# Hierarchical Clustering

- An alternative approach to K-means clustering
- Does not require the user to specify the number of clusters
- Data points can be dynamically clustered based on user's choice at various levels of abstraction

Example of Hierarchical clustering

Villages -> Taluks -> Districts -> States -> Countries -> Continents

# Step by Step hierarchical clustering

## Bottom-up or agglomerative clustering

Start with N clusters where N is the number of data points

The below link shows a step by step approach to a simple agglomerative clustering algorithm

https://home.deib.polimi.it/matteucc/Clustering/tutorial_html/hierarchical.html


For more details on Hierarchical clustering refer to: 

https://cse.buffalo.edu/~jing/cse601/fa12/materials/clustering_hierarchical.pdf

### Dendrogram

Consider the synthetic data below which is generated from three different distributions. The points are shown in three distinct colours and indicate the presence of three different classes of data. However, here we will ignore the classes and just use the 2d data for clustering

![](./SyntheticData.png)

The below figure shows the dendrogram representation of the synthetic data and how to cluster these data

![](./Synthetic_dendrogram.png)

## Interpreting dendrograms

![](interpret_dendrogram.png 'Interpreting Dendrograms')

show the clustering step wise

## Similarity between data points (Dissimilarity measure)

We can use any of the distance measures as dissimilarity measure between points

But what about dissmilarity between clusters?

There are different methods
- Complete: Uses the maximum distance among all pairwise distances
- Single: Uses the minimum distance among all pairwise distances between clusters
- Average: Uses average distance
- Centroid: Uses distance between the centroid of the two clusters

# Clustering on MNIST dataset

In [1]:
%matplotlib inline
import sklearn
from scipy.cluster.hierarchy import linkage, dendrogram
import matplotlib.pyplot as plt
import numpy as np

### Fetch MNIST handwritten digit dataset

In [8]:
import pickle
with open('/home/meenu/Desktop/DL/Assignment/Assignment1/train_data.obj', 'rb') as fp:
    X = pickle.load(fp)
with open('/home/meenu/Desktop/DL/Assignment/Assignment1/train_labels.obj', 'rb') as fp:
    y = pickle.load(fp)

### Select sample images from the dataset

In [None]:
n_samples = 20
unique, counts = np.unique(y[60000:], return_counts=True)
counts = [0] + counts
target_nums = [1,3,7]
features_nums = np.zeros((n_samples*len(target_nums),784))
targets_nums = np.zeros((n_samples*len(target_nums),))
X_test = X[60000:,:]
y_test= y[60000:]
for i,k in enumerate(target_nums):
    features_nums[i*n_samples:(i+1)*n_samples,:] = X_test[np.sum(counts[:k]):np.sum(counts[:k])+ n_samples,:]
    targets_nums[i*n_samples:(i+1)*n_samples,] = y_test[np.sum(counts[:k]):np.sum(counts[:k])+ n_samples,]
print(targets_nums)

### Extract HOG features from the selected sample images

In [None]:
from skimage.feature import hog,corner_fast
features_nums = features_nums.reshape(-1,28,28)

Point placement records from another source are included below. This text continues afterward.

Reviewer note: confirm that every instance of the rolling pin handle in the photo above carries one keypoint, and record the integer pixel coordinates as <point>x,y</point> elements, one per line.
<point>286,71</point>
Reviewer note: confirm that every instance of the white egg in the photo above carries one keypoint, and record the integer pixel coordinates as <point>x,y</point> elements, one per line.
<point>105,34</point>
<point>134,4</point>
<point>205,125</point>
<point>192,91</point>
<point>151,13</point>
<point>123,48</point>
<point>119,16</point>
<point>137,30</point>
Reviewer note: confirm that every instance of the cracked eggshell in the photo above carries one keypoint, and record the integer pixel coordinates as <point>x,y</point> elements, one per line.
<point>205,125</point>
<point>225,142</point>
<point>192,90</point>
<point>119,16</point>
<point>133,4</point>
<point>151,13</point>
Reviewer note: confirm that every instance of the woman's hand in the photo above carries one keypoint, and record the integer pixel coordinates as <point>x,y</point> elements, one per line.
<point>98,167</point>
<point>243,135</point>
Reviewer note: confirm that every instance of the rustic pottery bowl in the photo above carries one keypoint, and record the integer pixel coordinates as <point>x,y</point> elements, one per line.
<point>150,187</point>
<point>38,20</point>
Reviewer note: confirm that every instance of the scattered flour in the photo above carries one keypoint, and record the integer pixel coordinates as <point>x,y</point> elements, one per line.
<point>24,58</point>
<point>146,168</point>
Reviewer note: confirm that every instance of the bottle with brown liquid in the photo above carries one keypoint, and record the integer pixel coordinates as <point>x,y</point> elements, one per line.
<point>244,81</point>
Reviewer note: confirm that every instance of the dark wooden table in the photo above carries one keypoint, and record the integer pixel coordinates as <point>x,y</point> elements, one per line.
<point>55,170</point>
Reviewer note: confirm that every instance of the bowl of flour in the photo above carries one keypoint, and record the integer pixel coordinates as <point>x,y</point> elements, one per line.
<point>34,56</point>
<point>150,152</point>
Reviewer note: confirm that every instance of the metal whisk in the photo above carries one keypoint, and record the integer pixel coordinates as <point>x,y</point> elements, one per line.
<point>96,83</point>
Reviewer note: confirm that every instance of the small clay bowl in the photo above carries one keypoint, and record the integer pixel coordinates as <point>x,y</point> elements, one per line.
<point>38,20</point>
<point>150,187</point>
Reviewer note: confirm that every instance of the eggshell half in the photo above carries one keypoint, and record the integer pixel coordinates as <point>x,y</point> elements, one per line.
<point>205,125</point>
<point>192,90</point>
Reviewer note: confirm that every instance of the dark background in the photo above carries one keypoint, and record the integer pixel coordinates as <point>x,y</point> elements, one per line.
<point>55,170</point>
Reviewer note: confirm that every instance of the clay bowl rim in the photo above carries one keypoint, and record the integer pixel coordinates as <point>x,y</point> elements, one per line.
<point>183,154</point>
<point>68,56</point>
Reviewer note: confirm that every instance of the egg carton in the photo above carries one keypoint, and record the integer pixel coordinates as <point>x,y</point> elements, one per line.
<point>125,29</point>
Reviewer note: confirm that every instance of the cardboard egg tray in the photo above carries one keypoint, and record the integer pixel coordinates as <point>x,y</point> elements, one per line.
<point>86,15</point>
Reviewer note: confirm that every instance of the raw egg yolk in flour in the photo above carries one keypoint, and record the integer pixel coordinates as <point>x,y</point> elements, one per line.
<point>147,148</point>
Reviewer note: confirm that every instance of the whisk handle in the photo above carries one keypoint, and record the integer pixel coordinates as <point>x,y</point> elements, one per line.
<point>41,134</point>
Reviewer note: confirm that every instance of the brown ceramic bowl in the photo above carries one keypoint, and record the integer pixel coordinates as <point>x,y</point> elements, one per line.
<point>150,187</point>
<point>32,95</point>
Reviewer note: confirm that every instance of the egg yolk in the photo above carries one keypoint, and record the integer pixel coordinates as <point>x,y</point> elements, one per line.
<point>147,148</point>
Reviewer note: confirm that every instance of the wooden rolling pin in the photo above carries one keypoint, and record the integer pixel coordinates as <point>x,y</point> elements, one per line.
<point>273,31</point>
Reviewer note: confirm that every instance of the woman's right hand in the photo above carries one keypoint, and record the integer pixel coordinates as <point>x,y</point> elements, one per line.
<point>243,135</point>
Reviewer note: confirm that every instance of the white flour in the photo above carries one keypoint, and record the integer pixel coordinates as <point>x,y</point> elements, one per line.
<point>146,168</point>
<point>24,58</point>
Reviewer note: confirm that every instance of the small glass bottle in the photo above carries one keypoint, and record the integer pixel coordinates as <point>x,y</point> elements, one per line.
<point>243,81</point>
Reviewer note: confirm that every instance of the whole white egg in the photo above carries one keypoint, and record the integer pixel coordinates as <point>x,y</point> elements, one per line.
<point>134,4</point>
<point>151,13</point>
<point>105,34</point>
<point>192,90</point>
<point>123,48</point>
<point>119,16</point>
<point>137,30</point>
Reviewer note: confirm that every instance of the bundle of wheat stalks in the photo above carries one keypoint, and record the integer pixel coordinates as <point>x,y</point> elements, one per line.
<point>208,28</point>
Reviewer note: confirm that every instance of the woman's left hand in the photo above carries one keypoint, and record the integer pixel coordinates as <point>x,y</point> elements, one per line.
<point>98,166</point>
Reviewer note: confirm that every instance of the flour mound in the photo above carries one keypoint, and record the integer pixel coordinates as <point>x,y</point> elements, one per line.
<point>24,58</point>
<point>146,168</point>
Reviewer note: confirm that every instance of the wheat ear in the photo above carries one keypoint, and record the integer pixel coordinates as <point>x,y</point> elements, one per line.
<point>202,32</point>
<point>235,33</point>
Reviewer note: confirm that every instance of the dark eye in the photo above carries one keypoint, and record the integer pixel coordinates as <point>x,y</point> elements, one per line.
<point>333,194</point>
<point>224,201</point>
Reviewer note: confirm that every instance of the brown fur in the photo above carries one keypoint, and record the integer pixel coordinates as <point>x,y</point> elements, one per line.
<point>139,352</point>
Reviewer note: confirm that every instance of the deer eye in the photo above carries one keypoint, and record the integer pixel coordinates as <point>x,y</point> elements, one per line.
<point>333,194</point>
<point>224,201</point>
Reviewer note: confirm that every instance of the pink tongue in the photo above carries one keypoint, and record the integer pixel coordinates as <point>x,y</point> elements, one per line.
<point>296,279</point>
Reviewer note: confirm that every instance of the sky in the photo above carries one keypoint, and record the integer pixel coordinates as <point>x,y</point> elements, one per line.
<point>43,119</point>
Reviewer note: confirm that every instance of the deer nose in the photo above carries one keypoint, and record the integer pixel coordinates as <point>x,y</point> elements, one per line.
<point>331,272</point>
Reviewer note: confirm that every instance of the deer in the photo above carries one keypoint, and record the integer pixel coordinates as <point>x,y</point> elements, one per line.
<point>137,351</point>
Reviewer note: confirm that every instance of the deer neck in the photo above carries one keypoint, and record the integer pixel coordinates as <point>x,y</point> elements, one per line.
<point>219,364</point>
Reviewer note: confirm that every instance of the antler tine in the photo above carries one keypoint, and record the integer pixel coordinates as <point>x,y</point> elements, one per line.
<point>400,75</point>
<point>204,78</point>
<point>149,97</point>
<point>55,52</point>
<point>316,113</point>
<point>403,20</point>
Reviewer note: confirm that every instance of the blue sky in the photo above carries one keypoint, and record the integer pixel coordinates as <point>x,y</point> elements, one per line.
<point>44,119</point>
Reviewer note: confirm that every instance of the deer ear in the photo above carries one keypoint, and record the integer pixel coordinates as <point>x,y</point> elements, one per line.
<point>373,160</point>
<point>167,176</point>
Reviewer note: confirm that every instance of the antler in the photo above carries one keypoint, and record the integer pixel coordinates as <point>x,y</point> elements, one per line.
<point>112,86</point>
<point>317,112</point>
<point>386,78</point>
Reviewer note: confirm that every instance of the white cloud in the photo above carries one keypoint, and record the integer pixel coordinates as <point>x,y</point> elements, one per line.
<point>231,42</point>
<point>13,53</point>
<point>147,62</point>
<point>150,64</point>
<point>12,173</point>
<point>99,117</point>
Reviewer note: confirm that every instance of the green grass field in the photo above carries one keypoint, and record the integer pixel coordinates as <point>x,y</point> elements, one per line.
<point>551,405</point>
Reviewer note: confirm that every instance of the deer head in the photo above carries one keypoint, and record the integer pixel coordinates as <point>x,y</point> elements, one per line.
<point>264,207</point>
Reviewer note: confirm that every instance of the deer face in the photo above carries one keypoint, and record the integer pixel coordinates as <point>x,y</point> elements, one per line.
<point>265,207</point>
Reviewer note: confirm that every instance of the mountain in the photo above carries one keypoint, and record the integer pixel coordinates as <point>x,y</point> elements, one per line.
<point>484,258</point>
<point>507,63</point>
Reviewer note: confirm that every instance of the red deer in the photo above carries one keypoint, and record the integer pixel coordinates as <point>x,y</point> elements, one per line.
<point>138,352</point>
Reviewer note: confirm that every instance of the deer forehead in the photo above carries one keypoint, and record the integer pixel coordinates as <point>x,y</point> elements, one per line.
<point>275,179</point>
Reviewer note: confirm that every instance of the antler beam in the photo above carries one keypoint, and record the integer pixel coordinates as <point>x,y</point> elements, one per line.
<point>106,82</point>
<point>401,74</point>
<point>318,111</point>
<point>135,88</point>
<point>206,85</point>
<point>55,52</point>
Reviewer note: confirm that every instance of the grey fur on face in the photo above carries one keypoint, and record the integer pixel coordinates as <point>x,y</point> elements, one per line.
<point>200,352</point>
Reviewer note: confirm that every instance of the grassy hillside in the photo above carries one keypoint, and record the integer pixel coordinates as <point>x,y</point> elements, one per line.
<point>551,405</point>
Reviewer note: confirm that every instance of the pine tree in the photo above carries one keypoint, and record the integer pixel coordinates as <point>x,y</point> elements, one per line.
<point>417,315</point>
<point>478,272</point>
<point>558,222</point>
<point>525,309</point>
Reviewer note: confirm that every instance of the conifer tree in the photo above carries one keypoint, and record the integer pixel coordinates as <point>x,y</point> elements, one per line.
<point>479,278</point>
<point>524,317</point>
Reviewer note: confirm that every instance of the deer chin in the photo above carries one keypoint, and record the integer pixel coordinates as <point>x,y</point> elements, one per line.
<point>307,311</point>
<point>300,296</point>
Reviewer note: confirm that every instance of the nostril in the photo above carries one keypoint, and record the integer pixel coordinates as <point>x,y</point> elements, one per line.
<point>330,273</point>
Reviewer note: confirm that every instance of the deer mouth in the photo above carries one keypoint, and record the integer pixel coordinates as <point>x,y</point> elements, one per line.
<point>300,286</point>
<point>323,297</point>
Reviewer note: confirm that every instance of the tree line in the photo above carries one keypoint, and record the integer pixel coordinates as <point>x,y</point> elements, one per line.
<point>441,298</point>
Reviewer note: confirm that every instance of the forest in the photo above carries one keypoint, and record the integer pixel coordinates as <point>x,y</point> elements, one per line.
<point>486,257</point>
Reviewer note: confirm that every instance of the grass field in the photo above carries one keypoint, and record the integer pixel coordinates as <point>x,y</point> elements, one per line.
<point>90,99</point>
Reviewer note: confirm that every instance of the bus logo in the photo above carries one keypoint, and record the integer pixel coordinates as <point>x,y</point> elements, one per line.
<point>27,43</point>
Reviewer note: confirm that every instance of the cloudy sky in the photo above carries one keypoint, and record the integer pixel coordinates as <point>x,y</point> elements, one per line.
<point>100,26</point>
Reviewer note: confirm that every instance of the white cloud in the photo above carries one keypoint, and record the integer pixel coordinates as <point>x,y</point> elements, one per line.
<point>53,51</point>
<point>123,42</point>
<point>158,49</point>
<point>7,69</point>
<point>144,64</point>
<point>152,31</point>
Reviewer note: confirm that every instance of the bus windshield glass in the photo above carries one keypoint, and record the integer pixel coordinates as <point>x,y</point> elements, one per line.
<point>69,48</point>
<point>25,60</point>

hog_features = [hog(features_nums[n,:,:],pixels_per_cell=(5,5)) for n in range(features_nums.shape[0])]

### flatten the HOG features and shuffle data

In [None]:
hog_features = np.stack(hog_features,0)
hog_features = hog_features.reshape(60,-1)
hog_features.shape

shuffle_idx = np.random.permutation(targets_nums.shape[0])

features_shuffle = hog_features[shuffle_idx,:]
target_shuffle = targets_nums[shuffle_idx]

### Perform clustering and plot the dendrogram

In [None]:

plt.rcParams['figure.figsize'] = [50, 25]
mergings = linkage(features_shuffle, method='complete')
dendrogram(mergings,
           truncate_mode='none',
           labels=target_shuffle,
           leaf_rotation=90,
           leaf_font_size=32,
)
plt.ylabel('distance',fontsize=64)
plt.yticks(fontsize=32)
plt.show()